The Matlab toolbox B3AM (B3AMpy for Python) for three-component beamforming of ambient noise data provides a means to characterise the seismic (noise) wavefield and image near-surface seismic properties quickly and cheaply. Provided with three-component array data, B3AM outputs dispersion curves for pro-/retrograde Rayleigh and Love waves, estimates of wavefield composition and propagation direction as a function of frequency, and can be extended for surface wave anisotropy analysis. We present recent results from seismic array data gathered at geothermal sites in the Netherlands, the UK, and Switzerland using B3AM or B3AMpy.

For the geothermal site Kwintsheul (NL), we derive a shear-velocity profile for the first 500 meters, updating an existing profile based on P velocities and regional vp/vs estimates. Comparing dispersion curves from beamforming to those from cross-correlation interferometry, we find that the Rayleigh first higher mode seems to provide most of the energy in the considered frequency range and that the fundamental mode can only be recovered using the beamforming scheme but not from interferometry.

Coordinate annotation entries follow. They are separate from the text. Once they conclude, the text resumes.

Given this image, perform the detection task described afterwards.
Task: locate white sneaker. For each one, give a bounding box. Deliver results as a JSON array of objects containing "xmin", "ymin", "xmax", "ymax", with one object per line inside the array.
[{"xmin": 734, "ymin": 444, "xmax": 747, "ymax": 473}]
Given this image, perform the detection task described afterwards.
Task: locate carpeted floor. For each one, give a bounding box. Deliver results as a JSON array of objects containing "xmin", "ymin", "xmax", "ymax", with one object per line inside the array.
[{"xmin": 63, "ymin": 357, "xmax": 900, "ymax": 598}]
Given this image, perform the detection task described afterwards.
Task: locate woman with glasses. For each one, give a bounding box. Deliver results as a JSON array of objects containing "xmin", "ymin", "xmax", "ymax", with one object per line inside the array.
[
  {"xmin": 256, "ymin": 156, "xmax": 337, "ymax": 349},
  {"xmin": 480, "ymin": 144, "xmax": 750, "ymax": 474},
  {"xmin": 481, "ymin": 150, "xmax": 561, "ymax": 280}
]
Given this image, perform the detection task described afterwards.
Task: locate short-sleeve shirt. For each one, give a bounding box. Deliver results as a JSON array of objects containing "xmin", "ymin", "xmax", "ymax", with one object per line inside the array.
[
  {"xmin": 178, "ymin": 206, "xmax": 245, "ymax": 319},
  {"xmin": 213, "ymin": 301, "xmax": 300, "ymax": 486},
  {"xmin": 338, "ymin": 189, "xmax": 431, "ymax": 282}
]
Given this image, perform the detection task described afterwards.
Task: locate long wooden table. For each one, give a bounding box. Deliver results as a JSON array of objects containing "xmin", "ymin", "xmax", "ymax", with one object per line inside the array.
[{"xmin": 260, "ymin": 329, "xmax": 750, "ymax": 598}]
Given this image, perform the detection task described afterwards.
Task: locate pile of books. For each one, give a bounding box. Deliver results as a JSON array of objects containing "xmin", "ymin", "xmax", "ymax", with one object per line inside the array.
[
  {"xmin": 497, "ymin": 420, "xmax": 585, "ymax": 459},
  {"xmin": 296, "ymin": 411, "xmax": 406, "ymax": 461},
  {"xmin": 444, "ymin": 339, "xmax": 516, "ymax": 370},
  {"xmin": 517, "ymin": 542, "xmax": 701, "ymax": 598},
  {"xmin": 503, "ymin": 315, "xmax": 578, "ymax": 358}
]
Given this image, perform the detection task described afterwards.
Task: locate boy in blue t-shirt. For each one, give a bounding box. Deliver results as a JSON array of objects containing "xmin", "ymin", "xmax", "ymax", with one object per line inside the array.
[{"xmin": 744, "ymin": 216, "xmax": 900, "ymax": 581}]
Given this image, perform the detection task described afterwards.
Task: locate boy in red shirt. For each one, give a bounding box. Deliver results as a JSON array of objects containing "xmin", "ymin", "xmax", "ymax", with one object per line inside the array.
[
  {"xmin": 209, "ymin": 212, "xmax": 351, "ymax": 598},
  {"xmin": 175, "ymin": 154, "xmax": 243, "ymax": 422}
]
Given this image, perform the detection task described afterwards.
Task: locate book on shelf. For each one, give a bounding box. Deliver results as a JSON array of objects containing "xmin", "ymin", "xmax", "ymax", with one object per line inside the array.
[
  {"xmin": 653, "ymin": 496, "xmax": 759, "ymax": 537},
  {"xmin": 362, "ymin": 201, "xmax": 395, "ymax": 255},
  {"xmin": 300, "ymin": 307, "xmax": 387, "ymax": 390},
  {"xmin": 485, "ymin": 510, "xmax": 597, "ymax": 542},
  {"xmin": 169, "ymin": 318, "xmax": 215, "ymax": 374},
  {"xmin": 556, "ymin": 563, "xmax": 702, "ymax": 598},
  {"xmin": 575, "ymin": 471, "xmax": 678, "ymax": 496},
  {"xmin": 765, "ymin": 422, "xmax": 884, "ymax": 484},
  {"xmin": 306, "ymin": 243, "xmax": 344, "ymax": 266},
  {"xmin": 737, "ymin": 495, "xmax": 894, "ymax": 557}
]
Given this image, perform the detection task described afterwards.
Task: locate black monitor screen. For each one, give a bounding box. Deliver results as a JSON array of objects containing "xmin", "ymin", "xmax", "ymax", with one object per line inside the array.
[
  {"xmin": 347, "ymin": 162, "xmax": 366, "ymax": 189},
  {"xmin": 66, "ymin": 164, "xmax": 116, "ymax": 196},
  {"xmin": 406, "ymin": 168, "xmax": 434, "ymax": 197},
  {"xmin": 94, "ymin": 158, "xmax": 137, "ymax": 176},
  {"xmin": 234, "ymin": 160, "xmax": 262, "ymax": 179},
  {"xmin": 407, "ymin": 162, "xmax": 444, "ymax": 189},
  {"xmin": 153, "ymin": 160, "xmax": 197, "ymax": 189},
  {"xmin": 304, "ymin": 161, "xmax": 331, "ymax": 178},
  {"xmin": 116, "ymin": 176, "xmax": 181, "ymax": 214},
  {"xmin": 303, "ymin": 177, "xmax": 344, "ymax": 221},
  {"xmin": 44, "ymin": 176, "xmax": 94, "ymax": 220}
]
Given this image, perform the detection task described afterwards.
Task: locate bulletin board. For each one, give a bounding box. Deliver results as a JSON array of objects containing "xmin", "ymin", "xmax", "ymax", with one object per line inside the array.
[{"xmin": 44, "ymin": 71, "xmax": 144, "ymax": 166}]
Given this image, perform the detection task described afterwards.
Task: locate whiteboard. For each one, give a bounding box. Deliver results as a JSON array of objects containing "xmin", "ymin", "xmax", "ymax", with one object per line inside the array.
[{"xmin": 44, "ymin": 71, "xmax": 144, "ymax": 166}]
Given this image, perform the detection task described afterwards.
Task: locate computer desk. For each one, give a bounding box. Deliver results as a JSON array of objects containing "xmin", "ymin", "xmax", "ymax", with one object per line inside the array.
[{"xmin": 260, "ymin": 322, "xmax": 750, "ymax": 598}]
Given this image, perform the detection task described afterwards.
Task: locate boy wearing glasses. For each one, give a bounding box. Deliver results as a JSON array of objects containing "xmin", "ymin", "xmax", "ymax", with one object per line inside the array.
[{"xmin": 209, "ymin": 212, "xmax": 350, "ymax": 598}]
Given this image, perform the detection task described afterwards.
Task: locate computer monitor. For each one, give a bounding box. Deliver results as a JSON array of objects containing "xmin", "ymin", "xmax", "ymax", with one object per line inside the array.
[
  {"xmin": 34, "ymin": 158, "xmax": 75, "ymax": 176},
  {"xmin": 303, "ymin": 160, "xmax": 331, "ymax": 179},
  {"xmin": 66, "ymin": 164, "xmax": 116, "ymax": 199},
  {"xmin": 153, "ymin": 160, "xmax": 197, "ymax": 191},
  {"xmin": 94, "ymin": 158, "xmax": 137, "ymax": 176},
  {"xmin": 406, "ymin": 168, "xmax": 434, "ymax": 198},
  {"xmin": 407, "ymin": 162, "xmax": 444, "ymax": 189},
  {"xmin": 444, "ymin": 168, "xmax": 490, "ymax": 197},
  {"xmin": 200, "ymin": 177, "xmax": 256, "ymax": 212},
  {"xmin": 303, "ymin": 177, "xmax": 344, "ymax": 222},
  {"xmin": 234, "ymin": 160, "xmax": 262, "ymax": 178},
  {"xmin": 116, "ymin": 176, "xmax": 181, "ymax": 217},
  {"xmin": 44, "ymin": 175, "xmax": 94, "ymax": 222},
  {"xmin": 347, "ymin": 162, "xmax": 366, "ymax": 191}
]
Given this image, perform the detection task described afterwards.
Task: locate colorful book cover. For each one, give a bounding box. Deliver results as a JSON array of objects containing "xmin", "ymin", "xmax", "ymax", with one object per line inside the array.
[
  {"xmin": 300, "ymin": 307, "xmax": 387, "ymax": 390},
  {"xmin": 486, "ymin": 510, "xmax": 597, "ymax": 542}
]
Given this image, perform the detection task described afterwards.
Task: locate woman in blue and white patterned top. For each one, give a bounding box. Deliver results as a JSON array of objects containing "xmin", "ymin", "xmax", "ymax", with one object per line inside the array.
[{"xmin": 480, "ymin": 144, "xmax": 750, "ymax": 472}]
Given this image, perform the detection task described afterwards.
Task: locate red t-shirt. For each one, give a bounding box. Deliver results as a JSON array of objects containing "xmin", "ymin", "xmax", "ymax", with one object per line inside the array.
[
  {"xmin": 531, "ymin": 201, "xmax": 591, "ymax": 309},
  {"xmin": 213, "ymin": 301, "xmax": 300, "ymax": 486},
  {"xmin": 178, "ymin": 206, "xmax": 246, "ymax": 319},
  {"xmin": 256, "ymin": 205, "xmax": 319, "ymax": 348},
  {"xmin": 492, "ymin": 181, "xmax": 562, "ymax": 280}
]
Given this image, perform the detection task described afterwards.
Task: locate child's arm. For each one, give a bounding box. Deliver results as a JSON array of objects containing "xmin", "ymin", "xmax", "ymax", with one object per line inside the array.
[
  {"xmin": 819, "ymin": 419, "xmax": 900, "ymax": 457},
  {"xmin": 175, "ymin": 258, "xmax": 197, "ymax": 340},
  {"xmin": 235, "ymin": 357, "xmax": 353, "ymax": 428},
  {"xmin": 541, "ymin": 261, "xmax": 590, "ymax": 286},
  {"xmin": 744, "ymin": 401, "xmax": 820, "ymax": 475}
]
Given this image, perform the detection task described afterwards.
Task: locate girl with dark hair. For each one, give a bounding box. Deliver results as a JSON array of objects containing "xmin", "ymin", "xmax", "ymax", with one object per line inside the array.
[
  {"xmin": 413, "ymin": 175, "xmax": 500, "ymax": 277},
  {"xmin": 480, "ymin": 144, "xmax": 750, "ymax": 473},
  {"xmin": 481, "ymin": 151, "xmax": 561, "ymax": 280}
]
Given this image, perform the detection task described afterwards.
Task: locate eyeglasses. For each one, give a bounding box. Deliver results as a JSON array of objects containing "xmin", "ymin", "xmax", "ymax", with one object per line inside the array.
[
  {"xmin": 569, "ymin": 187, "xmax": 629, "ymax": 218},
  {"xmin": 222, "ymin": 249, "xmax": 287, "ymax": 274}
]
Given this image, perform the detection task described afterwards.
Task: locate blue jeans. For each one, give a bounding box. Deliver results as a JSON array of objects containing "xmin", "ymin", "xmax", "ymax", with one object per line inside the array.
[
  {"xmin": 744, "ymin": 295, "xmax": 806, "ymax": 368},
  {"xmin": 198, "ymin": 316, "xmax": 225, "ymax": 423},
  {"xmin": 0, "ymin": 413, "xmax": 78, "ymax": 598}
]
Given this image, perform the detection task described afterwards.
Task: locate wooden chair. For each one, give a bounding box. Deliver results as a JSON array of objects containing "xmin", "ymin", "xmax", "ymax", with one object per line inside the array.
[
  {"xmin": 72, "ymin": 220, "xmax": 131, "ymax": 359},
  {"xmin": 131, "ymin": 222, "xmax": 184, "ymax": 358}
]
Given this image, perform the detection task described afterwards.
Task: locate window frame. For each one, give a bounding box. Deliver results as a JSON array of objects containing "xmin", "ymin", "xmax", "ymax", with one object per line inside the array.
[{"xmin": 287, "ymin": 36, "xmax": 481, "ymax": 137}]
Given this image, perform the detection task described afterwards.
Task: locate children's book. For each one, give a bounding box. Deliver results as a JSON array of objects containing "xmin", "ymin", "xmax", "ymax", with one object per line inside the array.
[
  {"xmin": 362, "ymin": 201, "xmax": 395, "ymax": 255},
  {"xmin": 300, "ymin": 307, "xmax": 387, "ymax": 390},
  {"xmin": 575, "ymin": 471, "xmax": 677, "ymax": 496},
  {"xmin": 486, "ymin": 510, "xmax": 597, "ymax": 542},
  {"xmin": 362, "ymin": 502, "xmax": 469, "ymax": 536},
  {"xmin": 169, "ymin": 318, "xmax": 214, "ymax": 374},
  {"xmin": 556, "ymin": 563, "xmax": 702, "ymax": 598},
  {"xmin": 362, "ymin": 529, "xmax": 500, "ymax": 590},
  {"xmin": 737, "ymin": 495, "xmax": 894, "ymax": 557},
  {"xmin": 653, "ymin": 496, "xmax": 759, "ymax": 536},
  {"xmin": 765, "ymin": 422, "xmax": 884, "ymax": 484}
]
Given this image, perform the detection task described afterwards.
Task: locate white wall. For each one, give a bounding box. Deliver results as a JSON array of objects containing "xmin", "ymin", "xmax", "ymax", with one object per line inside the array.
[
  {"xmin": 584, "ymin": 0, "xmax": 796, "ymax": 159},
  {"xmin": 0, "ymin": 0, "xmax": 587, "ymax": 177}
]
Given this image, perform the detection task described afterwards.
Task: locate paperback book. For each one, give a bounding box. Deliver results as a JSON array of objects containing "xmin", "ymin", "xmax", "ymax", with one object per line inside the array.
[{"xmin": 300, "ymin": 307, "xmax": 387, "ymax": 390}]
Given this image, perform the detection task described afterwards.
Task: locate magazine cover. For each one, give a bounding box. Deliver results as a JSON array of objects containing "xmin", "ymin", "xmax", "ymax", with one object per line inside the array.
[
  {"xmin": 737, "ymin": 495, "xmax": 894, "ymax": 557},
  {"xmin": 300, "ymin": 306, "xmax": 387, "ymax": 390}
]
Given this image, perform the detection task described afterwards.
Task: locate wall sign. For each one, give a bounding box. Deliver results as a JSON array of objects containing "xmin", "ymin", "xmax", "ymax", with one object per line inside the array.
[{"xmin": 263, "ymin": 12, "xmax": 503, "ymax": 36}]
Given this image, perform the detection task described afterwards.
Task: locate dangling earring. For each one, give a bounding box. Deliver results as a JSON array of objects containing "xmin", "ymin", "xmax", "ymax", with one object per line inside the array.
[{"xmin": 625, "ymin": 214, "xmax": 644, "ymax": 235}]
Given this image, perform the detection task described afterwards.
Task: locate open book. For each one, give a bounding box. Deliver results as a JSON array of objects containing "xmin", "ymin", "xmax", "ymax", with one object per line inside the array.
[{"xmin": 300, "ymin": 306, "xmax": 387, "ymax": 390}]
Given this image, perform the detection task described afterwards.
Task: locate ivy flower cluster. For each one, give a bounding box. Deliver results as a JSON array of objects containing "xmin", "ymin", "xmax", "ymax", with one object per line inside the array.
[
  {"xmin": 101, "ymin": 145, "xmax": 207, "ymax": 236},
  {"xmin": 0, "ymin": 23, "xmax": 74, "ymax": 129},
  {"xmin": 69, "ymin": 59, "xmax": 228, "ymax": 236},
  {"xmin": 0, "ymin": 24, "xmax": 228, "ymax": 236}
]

Using a nodal seismic data set collected at the Eden geothermal project (Cornwall, UK), we investigate the anisotropy of the ambient noise wavefield and relate it to faults and fractures in the area. With the additional module AssessArray we estimate the effect array geometry and source distribution have on observed anisotropy. AssesArray synthesises a data set by computing (vertical component) phase shifts at each station location corresponding to a wavefield excited by a single source or multiple sources distributed randomly around the array. We then beamform the data set as we do for real data (although for 1 component only) and analyse the variation in velocity and number of detections as a function of azimuth and frequency. We find that the array design introduces frequency dependent anisotropy as well as apparent dominant directions of wave energy that align with the maximum aperture of the array. Further, we find that the number of sources used in creating the synthetic wavefield affects the observed anisotropy. In general, we observe a larger magnitude of anisotropy for a larger number of sources, i.e., for a more complex wavefield, whereas apparent anisotropy is small or not detectable for fewer sources or a single source, respectively.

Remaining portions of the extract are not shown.